On an October morning in Buffalo, N.Y., Professor Kenneth Regan sat down in entrance of his residence laptop, fired up Zoom, and, after some cheery pleasantries, all however accused a European chess grandmaster of dishonest.
A high chess web site had requested Regan to look right into a collection of video games that appeared suspicious, and to him, the proof was clear. “Both you have been dishonest,” Regan instructed the participant, “or it is a main, unprecedented exception to a verdict of my mannequin.”
Regan’s sunny method and nonthreatening look—like Wallace Shawn with unruly eyebrows and a style for patterned shirts—belied his message: this man’s profession could be over. “I have to put this in your court docket,” Regan stated. “Inform me the reality of what occurred.” The participant denied dishonest, however Regan stated he would nonetheless go his conclusions alongside to the web site. He then signed off, “bye bye!”
In recent times, Regan, a professor of computer science on the College at Buffalo, has grow to be the chess world’s go-to impartial knowledgeable on dishonest. The Worldwide Chess Federation, referred to as FIDE, pays him to watch tournaments, and he consults informally for web sites like Chess.com. Since 2020, he’s used his proprietary cheating-detection software program to investigate greater than 1,000,000 video games.
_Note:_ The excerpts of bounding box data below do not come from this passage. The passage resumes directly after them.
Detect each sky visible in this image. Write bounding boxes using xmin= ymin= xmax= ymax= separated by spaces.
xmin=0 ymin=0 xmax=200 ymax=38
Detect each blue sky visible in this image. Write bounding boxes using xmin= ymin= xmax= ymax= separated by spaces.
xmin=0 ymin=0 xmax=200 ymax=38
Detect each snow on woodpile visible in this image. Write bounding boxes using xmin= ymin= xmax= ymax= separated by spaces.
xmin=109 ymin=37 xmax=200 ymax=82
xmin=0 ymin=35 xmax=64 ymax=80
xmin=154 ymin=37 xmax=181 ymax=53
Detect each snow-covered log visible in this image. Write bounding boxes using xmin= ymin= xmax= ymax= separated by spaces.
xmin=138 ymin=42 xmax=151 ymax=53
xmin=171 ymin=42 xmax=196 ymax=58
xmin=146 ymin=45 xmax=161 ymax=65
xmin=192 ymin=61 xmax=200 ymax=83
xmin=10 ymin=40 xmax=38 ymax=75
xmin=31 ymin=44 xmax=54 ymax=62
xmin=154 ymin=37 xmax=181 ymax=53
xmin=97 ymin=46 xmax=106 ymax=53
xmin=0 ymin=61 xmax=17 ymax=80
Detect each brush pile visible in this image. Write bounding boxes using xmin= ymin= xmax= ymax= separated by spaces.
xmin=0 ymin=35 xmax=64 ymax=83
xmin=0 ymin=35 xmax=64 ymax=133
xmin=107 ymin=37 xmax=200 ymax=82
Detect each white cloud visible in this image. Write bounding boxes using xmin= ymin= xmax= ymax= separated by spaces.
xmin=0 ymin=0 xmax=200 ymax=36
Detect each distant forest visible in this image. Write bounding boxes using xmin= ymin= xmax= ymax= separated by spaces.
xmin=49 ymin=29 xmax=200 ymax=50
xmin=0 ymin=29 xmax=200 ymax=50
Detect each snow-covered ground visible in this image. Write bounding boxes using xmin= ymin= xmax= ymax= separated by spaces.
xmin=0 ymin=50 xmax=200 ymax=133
Kenneth Regan at residence in Amherst, New York.
Sinna Nasseri for TIME
As computer systems have surpassed human gamers, chess cheaters have more and more relied on engines to realize an edge, each on-line and through in-person play. (Regan estimates that the speed of “substantial” dishonest instances has risen by a few third lately.) Gamers have been caught consulting cell telephones in bogs, hiding gadgets of their garments, and receiving coded alerts from collaborators. In a single case, a co-conspirator moved across the room, standing behind completely different chairs to symbolize squares on the chess board.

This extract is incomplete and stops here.